Im Vergleich dazu wirkt das Bewerberfeld dieses Mal ziemlich geschliffen. Die Parteilinke stellt mit Fraktionschef Anton Hofreiter nur einen Kandidaten. Bei den Realos sind es drei: der Parteivorsitzende Cem Özdemir und der Energiewendeminister aus Schleswig-Holstein, Robert Habeck. Hinzu kommt wieder Katrin Göring-Eckardt, die die Grünen bereits 2013 als Spitzenkandidatin durch den Wahlkampf führte - damals mit Jürgen Trittin.

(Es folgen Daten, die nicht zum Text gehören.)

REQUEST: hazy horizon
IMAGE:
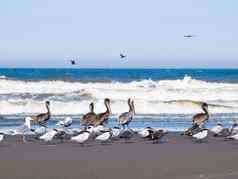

Auffällig ist zunächst, dass die Parteilinke das Feld Göring-Eckardt weitgehend kampflos überlässt. In der Satzung der Grünen ist verankert, dass es im Spitzenduo eine Frau geben muss. Göring-Eckardt ist deshalb so gut wie gesetzt. Denn außer ihr erwägt bisher nur die weitgehend unbekannte Sonja Karas, noch in den Kampf um den Posten der weiblichen Spitzenkandidatin einzusteigen. Und selbst das ist ungewiss.
"Ich trete an, weil ich mir Sorgen um unser urgrünes Profil mache", sagt Karas n-tv.de. "Das ist verwässert und ausgehöhlt." Um an der Urwahl teilnehmen zu können und sich dem Durchmarsch Göring-Eckardts entgegenzustellen, fehlt Karas aber der notwendige Rückhalt eines grünen Kreisverbandes. Es ist ungewiss, ob sie ihn bis zur Bewerbungsfrist Mitte Oktober bekommt.
Doch Karas hin oder her - wie kann es sein, dass die Parteilinke es nicht schafft, eine prominente Kandidatin aufzustellen?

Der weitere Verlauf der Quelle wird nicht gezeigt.